[Python-ideas] Python and Concurrency

Mon Apr 2 08:27:34 CEST 2007

Neil Toronto <ntoronto at cs.byu.edu> wrote:

(I'm going to rearrange your post so that my reply flows a bit better)

> There's no reason a program with partial flow control couldn't have very 
> Python-like syntax. After reading this, though, which formalized what 
> I've long felt is the biggest problem with concurrent programming, I'd 
> have to say it'd definitely not be Python itself.

It depends on what operations one wants to support.  "Apply this
function to all of this data" is easy.

To say things like 'line x depends on line x-2, and line x+1 depends on
line x-1, and line x+2 depends on line x and x+1, certainly that is not
easy.  But I question the purpose of being able to offer up that kind of
information (in Python specifically). Presumably it is so that those
tasks that don't depend on each other could be executed in parallel; but
unless you have a method by which parallel execution is fast (or at
least faster than just doing it in series), it's not terribly useful
(especially if those operations are data structure manipulations that
need to be propagated back to the 'main process').

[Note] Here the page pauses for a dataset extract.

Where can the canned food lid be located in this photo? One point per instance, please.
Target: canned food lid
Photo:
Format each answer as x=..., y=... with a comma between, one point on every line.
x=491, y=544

> There's an elephant-in-the-living-room UI problem, here: how would one 
> go about extracting a partial order from a programmer? A text editor is 
> fine for a total order, but I can't think of how I'd use one non-messily 
> to define a partial order. How about a Gantt chart for a partial order, 
> or some other kind of dependency diagram? How would you make it as easy 
> to use as a text editor? The funny thing is, once you solve this 
> problem, it may even be *easier* to program this way, because rather 
> than maintaining the partial order in your head (or inferring it from a 
> total order in the code), it'd be right in front of you.

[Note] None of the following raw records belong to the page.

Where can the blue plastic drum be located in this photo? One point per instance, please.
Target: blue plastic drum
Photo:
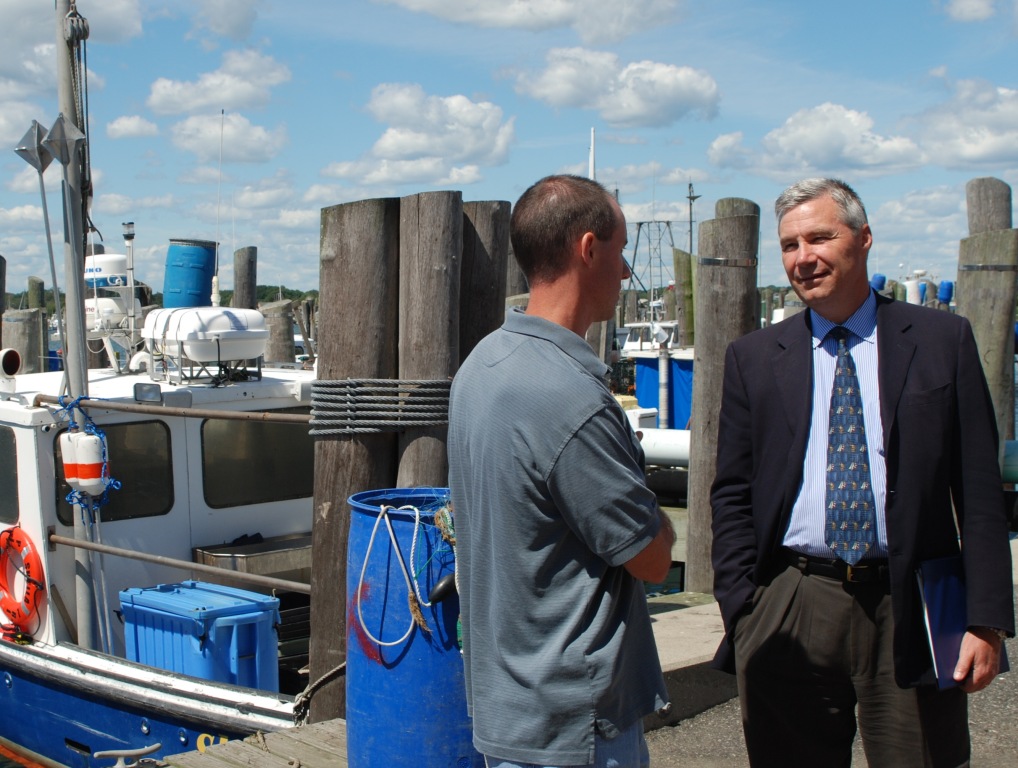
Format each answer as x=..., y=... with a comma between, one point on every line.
x=405, y=697
x=190, y=266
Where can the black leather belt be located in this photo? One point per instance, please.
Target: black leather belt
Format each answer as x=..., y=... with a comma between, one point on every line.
x=865, y=571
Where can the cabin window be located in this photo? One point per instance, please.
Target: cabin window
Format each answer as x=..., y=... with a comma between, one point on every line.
x=139, y=460
x=255, y=462
x=8, y=476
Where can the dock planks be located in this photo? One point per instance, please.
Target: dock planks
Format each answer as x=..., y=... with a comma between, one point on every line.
x=318, y=746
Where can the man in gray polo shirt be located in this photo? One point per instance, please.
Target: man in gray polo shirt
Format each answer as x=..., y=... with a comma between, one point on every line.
x=555, y=525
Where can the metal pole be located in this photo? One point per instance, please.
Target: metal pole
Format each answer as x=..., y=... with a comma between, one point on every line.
x=75, y=362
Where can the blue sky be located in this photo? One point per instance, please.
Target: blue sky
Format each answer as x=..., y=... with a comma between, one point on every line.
x=319, y=102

Generally, the standard way of defining a partial order is via
dependency graph.  Unfortunately, breaking blocks of code into a
dependency graph (or partial-order control-flow) tends to make the code
hard to understand.  I know there are various tools that use this
particular kind of method, but those that I have seen leave much to be
desired. Alternatively, there is a huge amount of R&D that has gone into
C/C++ compilers to extract this information automatically from source
code, and even more on the hardware end of things to automatically
extract this information from machine code as it executes. Unfortunately,
due to Python's dynamic nature, even something as simple as 'i += 0' can
lead to all sorts of underlying system changes, and we may not be able
to reliably extract this information (though PyPy with the LLVM backend
may offer opportunities here).

> For the record, I disagree strongly with the "let's keep concurrency in 
> the libraries" idea. I want to program in *Python*, dangit. Or at least 
> something that feels a lot like it.

And leaving concurrency in a library allows Python to stay Python.  For
certain tasks, one merely needs parallel variants of currently existing
Python functions/operations.  Take Google's MapReduce [1], which applies
a function to a large number of data elements in parallel, then combines
the results of those computations.  While it is not universal, it can do
certain operations quickly.  Other tasks merely require the execution of
*some function* while *some other function* is executing.  Free
threading, and various ways of allowing concurrent thread execution has
been offered, but the more I read about the Processing package, the more
I like it.

These options don't offer a solution to what you seem to be wanting; an
easy definition of partial order on code to be executed in Python.
However, without language-level support for something like...

    exec lines in *block in *parallel:
        i += 1
        j += fcn(foo)
        bar = fcn2(bar)

...I don't see how it is possible.  Then again, I'm not sure I
completely agree with Mr. Edwards or yourself in that being able to
state partial ordering will offer improvements over the status quo. 
Then again, I tend to not worry about the blocks of 3-4 lines that
aren't dependent on one another, as much as the entire function suite
returning what I intended it to.

 - Josiah

[1] http://labs.google.com/papers/mapreduce.html